Richter, an industry veteran and pop culture critic, writes with the energy of a freshly charged battery, full of bright sparks, quick wit and vivid color. Even if I didn’t buy every plot twist, I found Jenny devilishly fun company.
The opening line of Snowden Wright’s THE QUEEN CITY DETECTIVE AGENCY (Morrow, 270 pp., $30) sets the tone immediately: “On New Year’s Day of 1985, Turnip Coogan, facing 20 to life for capital murder, decided he’d have to be dumb as a post not to break out of jail, and his mama didn’t raise no post.” Turnip, a low-level Dixie Mafia guy, turns up dead in due course, shortly before the town of Meridian, Miss. — known as Queen City — is overrun with those who make crime their business, and those who want to.
After Coogan tumbles off a roof, his mother hires Clementine Baldwin, the proprietor of the Queen City Detective Agency, to find his killer. Clementine is capable and confident, her skin thickened by too many instances of casual racism, but as the case moves in unexpected and upsetting directions, she discovers the cost of unearthing Queen City’s skeletons from their hiding places.
Wright writes sentences that beg to be quoted. He clearly has studied the pacing and syntax of hard-boiled fiction. And yet, enjoyable as this book was, I wanted it to be more in tune with itself rather than the rhythms of an entire genre.
Finally, Jamie Harrison’s mysteries featuring Jules Clement, published between 1995 and 2000, were recommended to me in my bookseller days over 20 years ago, but it took their reissue — and the publication of a fifth, THE RIVER VIEW (Counterpoint, 334 pp., $28) — to read them all in a frenzied gulp.
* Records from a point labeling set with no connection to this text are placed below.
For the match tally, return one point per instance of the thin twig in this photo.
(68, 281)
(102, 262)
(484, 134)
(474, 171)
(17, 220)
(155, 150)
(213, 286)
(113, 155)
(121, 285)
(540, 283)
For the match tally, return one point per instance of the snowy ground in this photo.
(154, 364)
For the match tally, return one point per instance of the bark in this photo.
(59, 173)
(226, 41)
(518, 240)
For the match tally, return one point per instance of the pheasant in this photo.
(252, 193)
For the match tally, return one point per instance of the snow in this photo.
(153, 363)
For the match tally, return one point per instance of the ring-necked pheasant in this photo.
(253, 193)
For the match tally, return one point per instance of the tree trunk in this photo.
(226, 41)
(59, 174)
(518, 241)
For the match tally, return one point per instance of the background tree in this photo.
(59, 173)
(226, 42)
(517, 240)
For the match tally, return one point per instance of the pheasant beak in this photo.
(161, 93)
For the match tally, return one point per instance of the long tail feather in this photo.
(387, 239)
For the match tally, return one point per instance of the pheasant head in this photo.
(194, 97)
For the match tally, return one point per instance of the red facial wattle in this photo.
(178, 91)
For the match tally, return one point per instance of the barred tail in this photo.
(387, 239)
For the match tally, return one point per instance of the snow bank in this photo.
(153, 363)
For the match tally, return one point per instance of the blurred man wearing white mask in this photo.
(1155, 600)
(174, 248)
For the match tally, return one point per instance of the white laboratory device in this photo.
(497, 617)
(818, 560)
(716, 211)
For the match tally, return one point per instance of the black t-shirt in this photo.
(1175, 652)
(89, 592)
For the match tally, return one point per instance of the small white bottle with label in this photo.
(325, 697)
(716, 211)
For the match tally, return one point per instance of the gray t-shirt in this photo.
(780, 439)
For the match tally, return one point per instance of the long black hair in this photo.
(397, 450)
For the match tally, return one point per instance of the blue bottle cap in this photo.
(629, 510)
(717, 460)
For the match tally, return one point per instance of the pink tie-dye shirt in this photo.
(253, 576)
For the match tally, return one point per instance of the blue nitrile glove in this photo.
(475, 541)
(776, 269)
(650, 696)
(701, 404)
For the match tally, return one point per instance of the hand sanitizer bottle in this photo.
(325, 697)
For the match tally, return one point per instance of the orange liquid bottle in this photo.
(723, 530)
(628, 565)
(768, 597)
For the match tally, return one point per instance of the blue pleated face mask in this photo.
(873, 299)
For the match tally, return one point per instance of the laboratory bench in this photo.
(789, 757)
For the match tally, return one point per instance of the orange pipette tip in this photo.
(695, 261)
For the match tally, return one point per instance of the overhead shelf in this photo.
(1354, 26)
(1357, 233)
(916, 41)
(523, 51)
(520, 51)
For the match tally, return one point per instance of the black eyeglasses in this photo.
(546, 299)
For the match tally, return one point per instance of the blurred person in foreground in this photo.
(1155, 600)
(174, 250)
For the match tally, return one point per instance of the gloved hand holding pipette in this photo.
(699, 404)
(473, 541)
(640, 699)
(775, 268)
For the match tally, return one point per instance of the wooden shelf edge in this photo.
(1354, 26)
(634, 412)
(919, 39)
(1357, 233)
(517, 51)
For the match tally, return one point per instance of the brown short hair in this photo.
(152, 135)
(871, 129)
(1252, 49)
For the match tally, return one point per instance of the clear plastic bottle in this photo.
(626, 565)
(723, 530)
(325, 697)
Over the course of the series, Jules transforms from an East Coast doctoral student and archaeologist into the sheriff of Blue Deer, Mont. — the post once held by his father, who was murdered when Jules was a teenager. “Maybe Jules chose archaeology because it was the perfect profession for facing the enormity and the inevitability of death,” Harrison writes, “but in the matter of his father’s death, he wanted nothing of the past.”
As the new book opens in 1997, Jules, married and with a young child, has resigned from the sheriff’s office and is working as a P.I. He’s also dabbling in archaeology, plumbing the mysteries of old bones — even his father’s — as he tries to make peace with Blue Deer and forge a new path. I can’t help wondering what he’s doing in 2024, and I hope Harrison catches readers up to the present soon.